I am building a custom VMM, and I am trying to implement a timeout without using signals (which are "sent" to the whole process) or threads (I'm not going to use threads).
Now, one idea is to implement the LAPIC and just before executing the guest code we could program the LAPIC TIMER to trigger after a certain time. It should be possible to have a fairly decent timeout with this. However, this solution is fairly painful to do just for simple timeout behavior.
Is there no other, better way to get KVM to interrupt itself after a certain amount of time? I was really hoping for an argument to KVM_RUN or just about anything, really.
As should be plain from the title, the guest is executing in userspace most of the time. There is a razor thin kernel layer. I don't really want to install a LAPIC unless I absolutely have to. Ideas?
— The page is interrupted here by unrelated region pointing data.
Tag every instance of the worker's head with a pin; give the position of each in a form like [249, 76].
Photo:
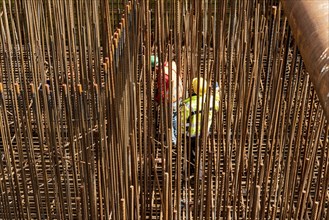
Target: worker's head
[202, 86]
[154, 61]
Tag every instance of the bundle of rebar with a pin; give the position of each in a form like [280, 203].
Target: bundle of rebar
[82, 137]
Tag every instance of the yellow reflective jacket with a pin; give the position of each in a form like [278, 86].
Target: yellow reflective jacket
[189, 111]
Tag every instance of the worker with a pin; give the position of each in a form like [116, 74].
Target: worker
[189, 113]
[163, 91]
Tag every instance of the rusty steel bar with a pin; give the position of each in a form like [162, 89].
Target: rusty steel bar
[309, 21]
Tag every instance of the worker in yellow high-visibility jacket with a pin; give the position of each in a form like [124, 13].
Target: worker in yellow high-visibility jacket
[190, 110]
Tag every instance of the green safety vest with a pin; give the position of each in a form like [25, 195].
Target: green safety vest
[189, 112]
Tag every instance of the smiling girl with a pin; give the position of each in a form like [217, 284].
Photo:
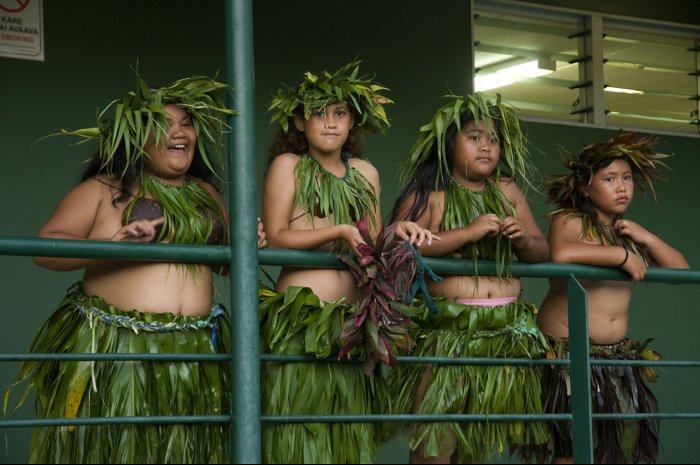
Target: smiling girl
[589, 228]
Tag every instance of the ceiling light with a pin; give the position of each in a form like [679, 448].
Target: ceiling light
[512, 74]
[622, 90]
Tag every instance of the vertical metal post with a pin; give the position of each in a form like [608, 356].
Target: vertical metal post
[581, 409]
[244, 254]
[591, 70]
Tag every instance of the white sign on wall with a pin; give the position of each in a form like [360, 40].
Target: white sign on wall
[22, 29]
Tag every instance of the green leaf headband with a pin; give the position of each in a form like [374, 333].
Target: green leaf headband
[317, 92]
[142, 112]
[639, 152]
[515, 157]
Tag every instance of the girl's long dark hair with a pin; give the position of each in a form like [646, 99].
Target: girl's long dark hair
[426, 179]
[294, 140]
[125, 185]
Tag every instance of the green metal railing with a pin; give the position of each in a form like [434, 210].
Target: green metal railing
[246, 427]
[242, 257]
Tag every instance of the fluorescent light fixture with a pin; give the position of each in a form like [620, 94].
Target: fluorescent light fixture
[491, 81]
[622, 90]
[512, 74]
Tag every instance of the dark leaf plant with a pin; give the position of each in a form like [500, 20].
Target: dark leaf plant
[384, 271]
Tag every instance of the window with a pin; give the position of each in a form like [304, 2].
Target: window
[558, 65]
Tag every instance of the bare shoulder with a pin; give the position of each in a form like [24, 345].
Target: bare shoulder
[99, 187]
[207, 186]
[569, 226]
[364, 166]
[284, 161]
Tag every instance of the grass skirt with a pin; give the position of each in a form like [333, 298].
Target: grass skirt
[460, 330]
[86, 389]
[297, 322]
[615, 389]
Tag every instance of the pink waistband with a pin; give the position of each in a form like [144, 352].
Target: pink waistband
[487, 302]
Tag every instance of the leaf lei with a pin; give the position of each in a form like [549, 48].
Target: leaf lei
[345, 85]
[463, 206]
[384, 271]
[188, 210]
[342, 200]
[515, 155]
[603, 233]
[639, 152]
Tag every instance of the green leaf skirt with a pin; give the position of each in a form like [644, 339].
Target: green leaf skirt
[614, 389]
[458, 330]
[84, 389]
[297, 322]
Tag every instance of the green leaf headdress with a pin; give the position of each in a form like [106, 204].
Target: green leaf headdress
[142, 111]
[345, 85]
[515, 157]
[639, 152]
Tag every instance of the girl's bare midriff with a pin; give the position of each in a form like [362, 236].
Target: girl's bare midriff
[328, 284]
[152, 287]
[608, 302]
[467, 287]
Using KVM_CREATE_IRQCHIP in combination with KVM_SET_LAPIC we can utilize the emulated LVT timer to get per-thread execution timeouts on KVM without any trouble. It is expensive to call KVM_SET_LAPIC, but it is necessary in order to avoid exposing the MSRs and device to the guest.
I tried alternatively to write the MSRs using KVM API, however even that is not possible (I'm guessing without the proper CPUID bits). Either way, the LAPIC timer works no matter how many features you disable in the guest.
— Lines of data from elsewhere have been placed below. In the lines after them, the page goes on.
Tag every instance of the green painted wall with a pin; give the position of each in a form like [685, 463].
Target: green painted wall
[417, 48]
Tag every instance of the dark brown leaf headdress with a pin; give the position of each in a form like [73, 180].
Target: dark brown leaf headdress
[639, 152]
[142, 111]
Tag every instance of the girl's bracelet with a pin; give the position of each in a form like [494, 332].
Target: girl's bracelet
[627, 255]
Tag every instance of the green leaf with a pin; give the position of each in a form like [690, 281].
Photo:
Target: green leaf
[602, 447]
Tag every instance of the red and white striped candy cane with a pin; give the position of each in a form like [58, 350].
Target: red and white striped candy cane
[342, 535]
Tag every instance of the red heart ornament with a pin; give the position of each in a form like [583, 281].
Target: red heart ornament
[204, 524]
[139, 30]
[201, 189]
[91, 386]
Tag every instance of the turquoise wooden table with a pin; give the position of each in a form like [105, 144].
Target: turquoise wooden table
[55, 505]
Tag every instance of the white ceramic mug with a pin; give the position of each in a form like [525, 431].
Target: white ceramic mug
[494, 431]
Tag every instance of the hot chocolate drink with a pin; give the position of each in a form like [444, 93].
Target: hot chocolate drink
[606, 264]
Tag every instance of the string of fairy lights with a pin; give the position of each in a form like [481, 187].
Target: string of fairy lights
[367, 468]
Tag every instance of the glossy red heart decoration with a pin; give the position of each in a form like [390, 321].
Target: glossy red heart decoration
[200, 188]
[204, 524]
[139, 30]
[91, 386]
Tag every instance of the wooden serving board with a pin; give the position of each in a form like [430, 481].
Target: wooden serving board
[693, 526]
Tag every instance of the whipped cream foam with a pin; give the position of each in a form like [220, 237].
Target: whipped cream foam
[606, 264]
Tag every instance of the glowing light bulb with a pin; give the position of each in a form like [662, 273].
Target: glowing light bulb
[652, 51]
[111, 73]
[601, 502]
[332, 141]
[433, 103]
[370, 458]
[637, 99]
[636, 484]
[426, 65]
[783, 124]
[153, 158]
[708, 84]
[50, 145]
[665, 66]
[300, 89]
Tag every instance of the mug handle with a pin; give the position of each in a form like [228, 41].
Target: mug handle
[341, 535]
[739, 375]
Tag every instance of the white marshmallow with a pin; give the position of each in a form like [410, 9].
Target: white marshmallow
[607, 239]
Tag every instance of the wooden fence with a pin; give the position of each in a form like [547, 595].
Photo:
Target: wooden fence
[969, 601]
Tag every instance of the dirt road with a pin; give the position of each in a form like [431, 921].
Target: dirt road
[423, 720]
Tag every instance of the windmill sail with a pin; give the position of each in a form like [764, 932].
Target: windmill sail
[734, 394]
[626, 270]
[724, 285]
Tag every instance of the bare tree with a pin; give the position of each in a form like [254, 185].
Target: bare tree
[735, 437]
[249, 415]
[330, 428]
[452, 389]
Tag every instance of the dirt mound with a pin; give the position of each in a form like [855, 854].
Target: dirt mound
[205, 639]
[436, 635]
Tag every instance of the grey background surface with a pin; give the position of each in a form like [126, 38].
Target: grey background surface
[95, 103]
KVM_SET_LAPIC costs around 3 microseconds (which is extreme) on my machine, so I'm still looking for alternatives. I speculate that given you trust ring-0 in the kernel writing just the x2APIC TIMER and INITCNT MSRs might be cheaper.
One thing to remember is to also set the CURRENTCNT register at the same time, because KVM_SET_LAPIC is explicit, and if you end up with a CURRENTCNT > INITCNT you will get a dmesg log entry, which can be expensive.